The Antares Elite Opportunities Fund delivered a return of 0.6% (net of fees) for the month of July, outperforming its benchmark by 0.6%.

The Australian share market was flat in July but this masks quite strong sectoral divergence. Healthcare stocks (-7.5%) and other companies with significant US dollar earnings came under pressure as the Australian dollar ($A) rose 4.1% to 80 US cents. Utilities (-5.3%) and telecoms (-4.2%) also underperformed, impacted by higher bond yields and ongoing perceptions of earnings and dividend risk amongst telecom stocks due to competitive pressures. By contrast, the resource sector (+5.0%) was boosted by favourable growth data in China and rising commodity prices. Banks (+2.3%) and consumer staples (+1.1%) also had a better month.
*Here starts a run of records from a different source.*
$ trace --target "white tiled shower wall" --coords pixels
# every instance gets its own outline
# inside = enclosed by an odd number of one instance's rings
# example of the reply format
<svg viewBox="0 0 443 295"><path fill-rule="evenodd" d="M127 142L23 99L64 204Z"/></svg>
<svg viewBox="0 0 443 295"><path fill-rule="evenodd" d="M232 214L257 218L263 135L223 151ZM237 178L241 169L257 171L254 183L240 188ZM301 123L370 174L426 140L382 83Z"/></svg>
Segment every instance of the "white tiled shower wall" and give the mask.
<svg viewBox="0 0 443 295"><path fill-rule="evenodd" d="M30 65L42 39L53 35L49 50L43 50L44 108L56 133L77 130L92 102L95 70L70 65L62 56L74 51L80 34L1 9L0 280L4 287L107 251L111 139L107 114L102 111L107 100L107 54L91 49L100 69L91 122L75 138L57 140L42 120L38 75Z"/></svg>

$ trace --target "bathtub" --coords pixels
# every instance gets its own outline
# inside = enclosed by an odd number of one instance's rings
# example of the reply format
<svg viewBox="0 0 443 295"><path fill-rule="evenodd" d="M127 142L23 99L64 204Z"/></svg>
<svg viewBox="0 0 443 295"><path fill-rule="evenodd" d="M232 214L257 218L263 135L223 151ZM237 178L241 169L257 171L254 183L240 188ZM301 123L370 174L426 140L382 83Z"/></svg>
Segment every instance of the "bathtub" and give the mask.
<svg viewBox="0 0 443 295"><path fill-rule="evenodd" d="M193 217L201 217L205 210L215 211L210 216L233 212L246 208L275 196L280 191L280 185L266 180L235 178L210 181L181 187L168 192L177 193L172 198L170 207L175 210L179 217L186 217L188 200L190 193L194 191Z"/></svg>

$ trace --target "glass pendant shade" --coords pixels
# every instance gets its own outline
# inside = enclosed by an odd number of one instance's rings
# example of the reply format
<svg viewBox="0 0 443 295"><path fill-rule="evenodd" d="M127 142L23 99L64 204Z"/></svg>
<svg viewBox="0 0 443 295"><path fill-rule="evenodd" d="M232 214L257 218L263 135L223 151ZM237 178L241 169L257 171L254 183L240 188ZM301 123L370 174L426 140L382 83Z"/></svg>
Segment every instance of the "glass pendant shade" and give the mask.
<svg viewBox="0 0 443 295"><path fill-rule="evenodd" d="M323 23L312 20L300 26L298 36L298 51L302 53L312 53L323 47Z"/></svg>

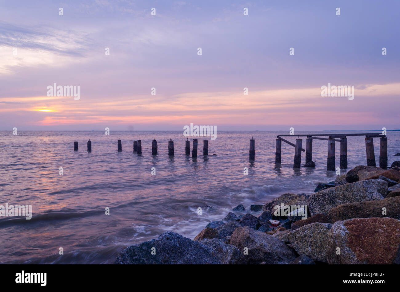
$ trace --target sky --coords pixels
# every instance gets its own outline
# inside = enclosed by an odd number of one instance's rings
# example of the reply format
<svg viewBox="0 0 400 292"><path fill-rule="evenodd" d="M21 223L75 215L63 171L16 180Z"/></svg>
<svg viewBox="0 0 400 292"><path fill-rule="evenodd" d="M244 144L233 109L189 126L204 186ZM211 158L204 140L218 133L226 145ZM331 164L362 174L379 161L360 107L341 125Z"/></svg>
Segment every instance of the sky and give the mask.
<svg viewBox="0 0 400 292"><path fill-rule="evenodd" d="M1 0L0 130L399 129L399 32L398 0Z"/></svg>

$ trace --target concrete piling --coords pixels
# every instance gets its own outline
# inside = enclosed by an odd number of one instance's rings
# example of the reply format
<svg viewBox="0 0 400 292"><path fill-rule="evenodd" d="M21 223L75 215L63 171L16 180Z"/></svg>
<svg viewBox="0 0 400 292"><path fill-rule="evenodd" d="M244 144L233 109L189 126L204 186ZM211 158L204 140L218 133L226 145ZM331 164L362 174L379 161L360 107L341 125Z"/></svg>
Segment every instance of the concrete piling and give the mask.
<svg viewBox="0 0 400 292"><path fill-rule="evenodd" d="M250 139L250 148L249 150L249 159L251 160L254 160L256 156L256 150L254 146L254 139Z"/></svg>
<svg viewBox="0 0 400 292"><path fill-rule="evenodd" d="M197 139L193 139L193 148L192 150L192 157L197 157Z"/></svg>
<svg viewBox="0 0 400 292"><path fill-rule="evenodd" d="M204 140L203 141L203 155L208 155L208 141Z"/></svg>
<svg viewBox="0 0 400 292"><path fill-rule="evenodd" d="M375 152L374 150L374 139L372 137L365 138L365 151L367 154L367 165L368 166L376 166Z"/></svg>
<svg viewBox="0 0 400 292"><path fill-rule="evenodd" d="M142 154L142 140L138 140L138 154Z"/></svg>

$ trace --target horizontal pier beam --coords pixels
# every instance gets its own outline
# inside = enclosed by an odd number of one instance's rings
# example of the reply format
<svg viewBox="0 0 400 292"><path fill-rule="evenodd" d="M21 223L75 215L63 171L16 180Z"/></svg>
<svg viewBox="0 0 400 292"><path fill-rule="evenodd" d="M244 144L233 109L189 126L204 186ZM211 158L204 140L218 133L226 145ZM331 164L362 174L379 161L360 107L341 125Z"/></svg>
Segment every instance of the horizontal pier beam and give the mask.
<svg viewBox="0 0 400 292"><path fill-rule="evenodd" d="M293 136L293 135L289 135L289 136ZM282 140L282 141L283 141L284 142L286 142L286 143L288 143L288 144L289 144L289 145L292 145L292 146L293 146L295 148L296 148L296 146L295 145L294 145L294 144L293 143L291 143L291 142L289 142L287 140L285 140L283 138L280 138L280 137L279 136L276 136L276 137L278 137L278 139L280 139L280 140ZM302 150L302 151L303 151L303 152L305 152L305 151L306 151L305 150L304 150L304 149L303 149L302 148L301 148L301 150Z"/></svg>

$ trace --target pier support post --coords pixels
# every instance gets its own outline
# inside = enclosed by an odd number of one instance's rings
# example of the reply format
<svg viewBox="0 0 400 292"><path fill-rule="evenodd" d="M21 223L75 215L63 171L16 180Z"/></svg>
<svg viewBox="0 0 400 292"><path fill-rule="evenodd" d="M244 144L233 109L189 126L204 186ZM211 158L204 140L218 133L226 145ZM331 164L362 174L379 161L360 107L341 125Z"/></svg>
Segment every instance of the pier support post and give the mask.
<svg viewBox="0 0 400 292"><path fill-rule="evenodd" d="M335 170L335 139L330 137L328 140L327 170Z"/></svg>
<svg viewBox="0 0 400 292"><path fill-rule="evenodd" d="M275 163L280 163L282 160L282 140L276 139L275 146Z"/></svg>
<svg viewBox="0 0 400 292"><path fill-rule="evenodd" d="M138 154L142 154L142 140L138 140Z"/></svg>
<svg viewBox="0 0 400 292"><path fill-rule="evenodd" d="M153 144L152 146L152 153L153 155L157 155L157 141L155 140L153 140Z"/></svg>
<svg viewBox="0 0 400 292"><path fill-rule="evenodd" d="M192 157L197 157L197 139L193 139L193 148L192 150Z"/></svg>
<svg viewBox="0 0 400 292"><path fill-rule="evenodd" d="M294 159L293 161L293 168L300 168L301 164L301 149L303 144L302 139L296 139L296 148L294 150Z"/></svg>
<svg viewBox="0 0 400 292"><path fill-rule="evenodd" d="M208 155L208 141L204 140L203 141L203 155Z"/></svg>
<svg viewBox="0 0 400 292"><path fill-rule="evenodd" d="M168 155L172 156L175 155L174 151L174 141L172 140L168 141Z"/></svg>
<svg viewBox="0 0 400 292"><path fill-rule="evenodd" d="M388 137L379 138L379 167L388 169Z"/></svg>
<svg viewBox="0 0 400 292"><path fill-rule="evenodd" d="M190 155L190 141L189 140L185 141L185 154L186 155Z"/></svg>
<svg viewBox="0 0 400 292"><path fill-rule="evenodd" d="M249 150L249 159L254 160L256 156L256 151L254 149L254 139L250 139L250 148Z"/></svg>
<svg viewBox="0 0 400 292"><path fill-rule="evenodd" d="M307 137L306 139L306 164L311 161L312 161L312 138Z"/></svg>
<svg viewBox="0 0 400 292"><path fill-rule="evenodd" d="M373 138L369 137L365 138L365 150L367 152L367 165L368 166L376 166Z"/></svg>
<svg viewBox="0 0 400 292"><path fill-rule="evenodd" d="M340 168L347 168L347 138L340 138Z"/></svg>

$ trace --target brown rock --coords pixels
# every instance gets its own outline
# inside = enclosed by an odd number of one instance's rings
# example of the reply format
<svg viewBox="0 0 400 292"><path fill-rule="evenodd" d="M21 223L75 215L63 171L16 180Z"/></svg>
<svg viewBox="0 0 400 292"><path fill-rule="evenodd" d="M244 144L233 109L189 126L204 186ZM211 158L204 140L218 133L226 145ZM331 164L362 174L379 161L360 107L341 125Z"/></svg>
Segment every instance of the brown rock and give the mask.
<svg viewBox="0 0 400 292"><path fill-rule="evenodd" d="M292 224L292 230L294 230L305 225L311 224L316 222L332 223L332 221L327 216L320 213L309 217L307 219L296 221Z"/></svg>
<svg viewBox="0 0 400 292"><path fill-rule="evenodd" d="M213 238L218 238L218 232L214 228L206 227L201 231L200 233L194 238L193 240L195 241L200 241L202 239L212 239Z"/></svg>
<svg viewBox="0 0 400 292"><path fill-rule="evenodd" d="M370 173L370 174L371 173ZM374 175L370 176L364 179L376 180L379 177L379 176L383 176L385 178L387 178L389 180L394 180L395 182L398 182L400 180L400 172L398 172L397 170L394 170L392 169L386 170L383 172L381 172L379 174L375 174ZM360 178L360 180L362 180L361 177Z"/></svg>
<svg viewBox="0 0 400 292"><path fill-rule="evenodd" d="M386 212L383 212L383 208ZM354 218L390 217L400 219L400 197L343 204L331 209L328 217L334 222Z"/></svg>
<svg viewBox="0 0 400 292"><path fill-rule="evenodd" d="M329 264L400 264L400 220L397 219L338 221L329 231L328 238Z"/></svg>

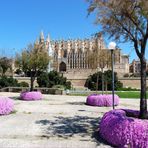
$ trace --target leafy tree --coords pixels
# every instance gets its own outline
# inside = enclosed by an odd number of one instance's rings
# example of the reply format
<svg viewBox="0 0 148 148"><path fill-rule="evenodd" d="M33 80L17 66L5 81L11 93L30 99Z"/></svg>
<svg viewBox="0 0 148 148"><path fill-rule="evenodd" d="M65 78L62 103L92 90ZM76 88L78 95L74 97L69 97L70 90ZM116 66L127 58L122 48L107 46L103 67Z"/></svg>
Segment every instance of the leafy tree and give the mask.
<svg viewBox="0 0 148 148"><path fill-rule="evenodd" d="M0 78L0 88L8 86L18 86L18 81L13 77L2 76Z"/></svg>
<svg viewBox="0 0 148 148"><path fill-rule="evenodd" d="M102 33L117 41L130 41L141 63L140 118L147 118L146 58L148 40L147 0L88 0L89 13L97 12Z"/></svg>
<svg viewBox="0 0 148 148"><path fill-rule="evenodd" d="M101 33L96 33L96 46L94 47L93 52L88 54L88 61L91 64L92 69L101 69L101 74L102 74L102 94L104 93L104 73L103 70L104 68L110 68L111 67L111 53L108 49L103 49L103 46L101 45L102 41L100 41L100 46L98 43L98 38L102 38ZM115 50L115 62L119 60L119 49ZM96 90L98 90L98 76L96 77Z"/></svg>
<svg viewBox="0 0 148 148"><path fill-rule="evenodd" d="M6 71L12 68L12 60L7 57L0 58L0 67L2 70L2 76L4 76Z"/></svg>
<svg viewBox="0 0 148 148"><path fill-rule="evenodd" d="M118 80L117 73L114 73L115 75L115 90L121 89L123 87L123 84ZM97 79L98 77L98 79ZM104 72L104 77L107 85L103 85L103 87L106 87L106 90L112 90L112 71L108 70ZM102 72L94 73L93 75L90 75L88 79L86 80L85 87L88 87L91 90L102 90ZM103 88L103 89L104 89Z"/></svg>
<svg viewBox="0 0 148 148"><path fill-rule="evenodd" d="M33 84L37 74L47 70L49 60L48 51L45 49L44 44L30 44L26 50L16 56L16 66L25 74L30 74L30 91L33 91Z"/></svg>
<svg viewBox="0 0 148 148"><path fill-rule="evenodd" d="M63 85L66 89L71 88L71 82L67 81L67 78L63 77L57 71L51 71L49 73L42 73L37 77L37 83L39 87L58 87Z"/></svg>

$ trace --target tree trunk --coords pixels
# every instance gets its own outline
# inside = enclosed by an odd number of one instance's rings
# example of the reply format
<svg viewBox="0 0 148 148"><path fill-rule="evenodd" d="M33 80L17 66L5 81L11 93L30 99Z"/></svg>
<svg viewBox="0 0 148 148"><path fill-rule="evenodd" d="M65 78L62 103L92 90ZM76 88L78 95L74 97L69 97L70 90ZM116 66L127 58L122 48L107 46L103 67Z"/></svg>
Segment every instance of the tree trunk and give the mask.
<svg viewBox="0 0 148 148"><path fill-rule="evenodd" d="M146 119L147 115L147 98L146 98L146 60L142 56L141 62L141 94L140 94L140 116L141 119Z"/></svg>
<svg viewBox="0 0 148 148"><path fill-rule="evenodd" d="M102 95L104 94L104 73L103 73L103 68L101 69L102 71Z"/></svg>
<svg viewBox="0 0 148 148"><path fill-rule="evenodd" d="M99 74L97 73L96 91L98 91Z"/></svg>
<svg viewBox="0 0 148 148"><path fill-rule="evenodd" d="M33 76L32 72L31 72L31 78L30 78L30 91L33 91L33 84L34 84L34 80L35 80L35 77Z"/></svg>

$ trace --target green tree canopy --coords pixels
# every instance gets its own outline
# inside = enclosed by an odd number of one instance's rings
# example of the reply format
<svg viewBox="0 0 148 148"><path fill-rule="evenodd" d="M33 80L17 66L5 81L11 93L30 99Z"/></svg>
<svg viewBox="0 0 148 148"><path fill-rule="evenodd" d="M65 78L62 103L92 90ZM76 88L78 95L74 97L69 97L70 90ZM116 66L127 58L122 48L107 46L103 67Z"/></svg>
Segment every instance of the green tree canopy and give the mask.
<svg viewBox="0 0 148 148"><path fill-rule="evenodd" d="M115 90L121 89L123 87L123 84L118 80L117 73L114 73L115 75ZM97 79L98 77L98 79ZM106 90L112 90L112 71L108 70L104 72L104 89ZM90 75L86 82L85 87L87 87L90 90L102 90L102 72L94 73L93 75Z"/></svg>
<svg viewBox="0 0 148 148"><path fill-rule="evenodd" d="M57 71L50 71L49 73L42 73L37 77L37 83L39 87L53 87L56 85L62 85L66 89L71 88L71 82L67 81L67 78L63 77Z"/></svg>
<svg viewBox="0 0 148 148"><path fill-rule="evenodd" d="M133 44L141 63L140 118L147 118L146 58L148 40L147 0L88 0L88 12L96 11L103 34Z"/></svg>

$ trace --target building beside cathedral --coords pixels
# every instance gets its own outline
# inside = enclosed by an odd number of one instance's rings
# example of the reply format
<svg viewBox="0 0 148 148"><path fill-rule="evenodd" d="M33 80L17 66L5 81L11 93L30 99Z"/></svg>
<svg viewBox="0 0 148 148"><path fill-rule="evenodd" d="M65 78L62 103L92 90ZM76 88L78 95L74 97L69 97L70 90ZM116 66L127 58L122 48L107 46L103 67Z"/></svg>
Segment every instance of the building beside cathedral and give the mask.
<svg viewBox="0 0 148 148"><path fill-rule="evenodd" d="M44 44L52 57L49 71L62 72L68 79L86 79L90 74L100 70L99 66L93 69L88 57L96 49L98 52L107 50L101 35L89 39L51 40L49 35L45 39L43 32L41 32L36 43ZM129 73L129 56L122 54L121 49L116 50L118 60L115 62L115 71L119 75ZM110 51L108 50L108 52ZM105 70L107 69L110 67L106 66Z"/></svg>

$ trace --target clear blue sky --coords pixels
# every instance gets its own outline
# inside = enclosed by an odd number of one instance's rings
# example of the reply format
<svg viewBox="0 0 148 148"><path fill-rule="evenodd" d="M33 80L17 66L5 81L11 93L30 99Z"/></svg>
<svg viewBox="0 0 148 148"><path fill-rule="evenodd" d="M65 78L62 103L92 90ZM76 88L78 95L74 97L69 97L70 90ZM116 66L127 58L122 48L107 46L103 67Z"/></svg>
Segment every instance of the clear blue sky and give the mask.
<svg viewBox="0 0 148 148"><path fill-rule="evenodd" d="M94 15L87 17L87 7L85 0L0 0L0 54L22 50L41 30L52 39L89 38L99 27ZM131 50L129 44L119 47L125 54Z"/></svg>

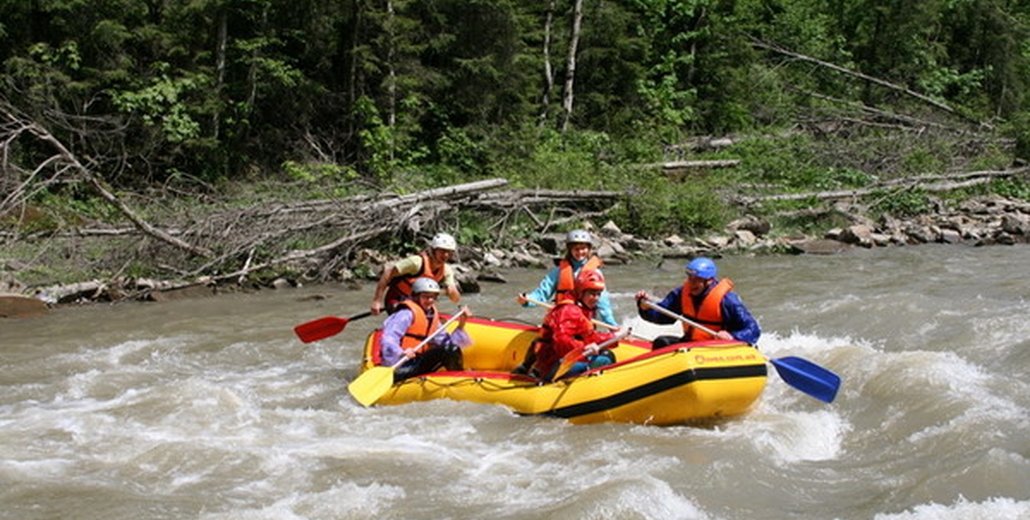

Resource stocks had a mixed impact on performance. Both Rio Tinto (RIO) and BHP Billiton (BHP) were boosted by the 13.5% rise in the iron ore price in response to improved Chinese growth data and stronger demand from Chinese steel makers. The Fund benefited from being overweight RIO but an underweight position in BHP detracted from relative performance. RIO’s quarterly production report was on the weak side, with Pilbara shipments flat and shipment guidance cut to 330mt from 330-340mt. Hard coking coal production was lower than expected, mainly due to the impact of Cyclone Debbie. BHP’s quarterly production report was more solid, with Pilbara shipments up 14% in the quarter and FY18 iron ore guidance suggesting 3% growth on the previous year.

Offshore earners also had mixed impact on performance, with most of these companies weakening as the strong rise in the $A undermines the value of their foreign currency denominated earnings. The Fund does not hold a position CSL and this contributed positively to relative performance however, an overweight position in Aristocrat Leisure (ALL), that has a significant US business, detracted from performance. ALL also announced that its Chief Financial Officer (CFO) role was being relocated to North America from March 2018 but the existing CFO, Toni Korsanos, has declined the offer to move to the US for family reasons. Hence the company has commenced the process of hiring a new CFO.

The Australian share market is facing some headwinds at present, with the strength in the Australian dollar undermining the outlook for companies with offshore earnings and investors increasingly nervous about a sharp slowing in the domestic property market. The latter has negatively impacted banks and consumer facing stocks as investors fear a slowdown in consumption if the property market comes under pressure. The potential entry of Amazon into the Australian market is also contributing to the de-rating of retail stocks. The resource sector has rallied in response to better Chinese growth data although for this to be sustained, the Chinese economy will need to show ongoing signs of improvement. From a valuation perspective, the overall market is still quite fully valued according to Goldman Sachs data, trading on a PE of around 15.5 times which is 5% above its 20-year average.